Кроувич протянул руку.
- Дайте-ка мне ключ, Фабиан.
И вот в тишине скрипнул ключ, взвизгнули маленькие петли, крышка откинулась и легла на стол.
- Благодарю вас, - сказала Рябушинская.
Кроувич взглянул на нее и застыл, не в силах поверить своим глазам.
Лицо ее было белым, - оно было вырезано из мрамора или какого-то небывалого белого дерева. А может - из снега. И шея - словно карамель, словно чашка тонкого, почти прозрачного фарфора - тоже была белой. И на руках - из слоновой кости, наверное, - пальчики тонкие, и каждый оканчивался ноготком, а на подушечках был узор из тончайших линий и спиралек.
Вся она была - белый камень, и камень этот просвечивал, и свет подчеркивал темные, как спелая шелковица, глаза и голубые тени вокруг них. Лейтенанту вспомнились молоко в стакане и взбитый крем в хрустальной чаше. Темные брови изгибались узкими дугами, щеки - чуть впалые; виднелись-даже сосуды: розовые - на висках, голубой - на переносице, между сияющими глазами.

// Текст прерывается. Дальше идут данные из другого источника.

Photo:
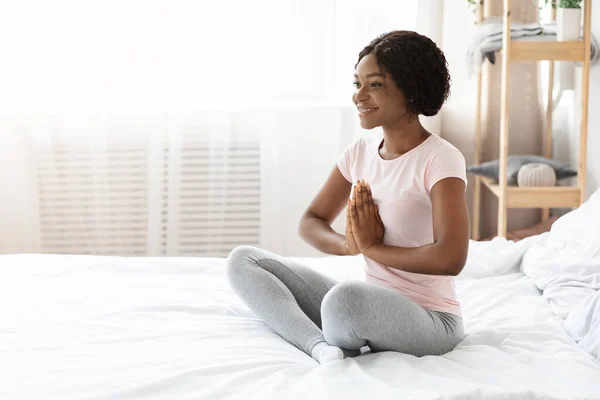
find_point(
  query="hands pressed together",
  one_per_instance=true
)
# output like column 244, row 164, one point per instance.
column 363, row 223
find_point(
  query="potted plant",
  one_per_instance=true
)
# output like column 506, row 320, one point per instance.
column 568, row 20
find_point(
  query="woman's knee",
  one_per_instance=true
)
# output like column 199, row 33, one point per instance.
column 342, row 313
column 238, row 260
column 343, row 299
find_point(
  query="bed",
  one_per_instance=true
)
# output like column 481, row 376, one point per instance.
column 85, row 327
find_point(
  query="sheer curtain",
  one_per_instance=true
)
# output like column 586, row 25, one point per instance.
column 174, row 127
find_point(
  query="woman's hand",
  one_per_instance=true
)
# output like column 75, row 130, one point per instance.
column 351, row 246
column 367, row 228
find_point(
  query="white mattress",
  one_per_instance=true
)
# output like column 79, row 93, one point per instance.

Губы ее были приоткрыты, будто она собиралась облизнуть их, ноздри и уши - вылеплены совершеннейшим мастером. Черные волосы были разделены пробором и зачесаны за уши - настоящие волосы, он видел каждую прядь. И платье было черным, как волосы, оно открывало плечи, изваянные из дерева белого, словно камень, долгие годы палимый солнцем. Она была прекрасна. Кроувич чувствовал, как шевелятся его губы, но так и не смог произнести ни единого слова.
Фабиан достал Рябушинскую из ящика.
- Моя прекрасная леди, - сказал он. - Вырезана из редчайшего заморского дерева. Она выступала в Париже, Риме и Стамбуле. Весь мир любит ее, и все думают, будто она - настоящий человек, что-то вроде невероятного маленького лилипута. Они не могут поверить, что она - всего лишь кусочек дерева, одного из тех, которые растут вдали от городов и идиотов.
Элис, жена Фабиана, неотрывно следила за губами мужа. За все время, что он говорил, держа в руках куклу, она ни разу не мигнула. А он не замечал никого, кроме куклы, словно и подвал и люди вокруг вдруг растворились в тумане.
Наконец фигурка дернулась в его руках.
- Пожалуйста, хватит обо мне. Ты же знаешь, Элис этого не любит.
- Элис никогда этого не любила.
- Ш-ш-ш!! Не надо! - крикнула Рябушинская. - Не здесь и не сейчас.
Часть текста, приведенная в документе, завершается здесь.